We spent a lot of time doing the goretex shuffle.
Most of the time, the trail was wonderful and almost felt like walking through a garden. Other times, we were slogging through mud or snow. Occasionally we'd have to cross a boulder field with no idea where the "path" was supposed to be.
For the most part, the trail was well defined, or marked by orange spots painted on trees or rocks. If it became unclear which way to go, you just had to find next orange spot.
The suspension bridges sounded like a good idea, but they would swing impressively in the wind. I actually preferred the logs.
"Could you carry some of this fuel? My pack is so much heavier than yours."
"Well, I didn't want to run out."
"Let's throw 2 tanks away and carry 2 for the rest of the trip".
"No way - those were expensive."
I also had 18lbs of oatmeal in my pack.
"This is way too much oatmeal - we only need to feed 3 people for 3 breakfasts." I said. "Let's only take half of that."

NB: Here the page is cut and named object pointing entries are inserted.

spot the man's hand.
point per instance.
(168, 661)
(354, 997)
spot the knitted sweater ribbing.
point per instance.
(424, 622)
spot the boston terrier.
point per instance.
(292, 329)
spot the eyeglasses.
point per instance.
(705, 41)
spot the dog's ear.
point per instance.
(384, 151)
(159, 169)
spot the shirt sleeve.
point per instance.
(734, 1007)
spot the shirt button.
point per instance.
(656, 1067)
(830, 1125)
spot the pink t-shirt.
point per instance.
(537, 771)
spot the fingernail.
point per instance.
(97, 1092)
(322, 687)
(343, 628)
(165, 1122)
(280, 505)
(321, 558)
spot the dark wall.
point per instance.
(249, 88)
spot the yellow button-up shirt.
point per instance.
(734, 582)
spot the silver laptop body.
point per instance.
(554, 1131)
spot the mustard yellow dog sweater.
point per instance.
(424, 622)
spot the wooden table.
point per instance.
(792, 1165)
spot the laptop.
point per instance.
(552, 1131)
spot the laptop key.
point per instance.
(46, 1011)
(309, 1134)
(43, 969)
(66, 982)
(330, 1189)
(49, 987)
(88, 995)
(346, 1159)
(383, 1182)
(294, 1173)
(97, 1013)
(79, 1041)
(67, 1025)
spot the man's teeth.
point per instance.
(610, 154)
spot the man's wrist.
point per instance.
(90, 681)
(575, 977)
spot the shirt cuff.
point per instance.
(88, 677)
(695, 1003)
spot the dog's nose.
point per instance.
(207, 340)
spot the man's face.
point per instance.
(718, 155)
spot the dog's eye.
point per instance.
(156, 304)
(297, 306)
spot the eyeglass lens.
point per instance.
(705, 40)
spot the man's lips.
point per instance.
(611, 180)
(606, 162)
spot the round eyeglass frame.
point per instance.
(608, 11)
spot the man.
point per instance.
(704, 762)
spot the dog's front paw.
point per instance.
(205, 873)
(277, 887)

"OK - you carry it, then."
"No way - your pack is way lighter than mine." Justin said.
"That's because you're taking three pair of shoes." I exasperated.
I ended up carrying the oats... and although I never said "I told you so", I did make it Justin's job to try and give away the 25 extra bowels of oatmeal we had every morning.
We actually ate pretty well. For example, the second night, I made a smoked salmon pasta with procino mushroom and rosemary sauce,
"You used way too much sea salt in this - I can't get a good sense for the rosemary." Justin complained.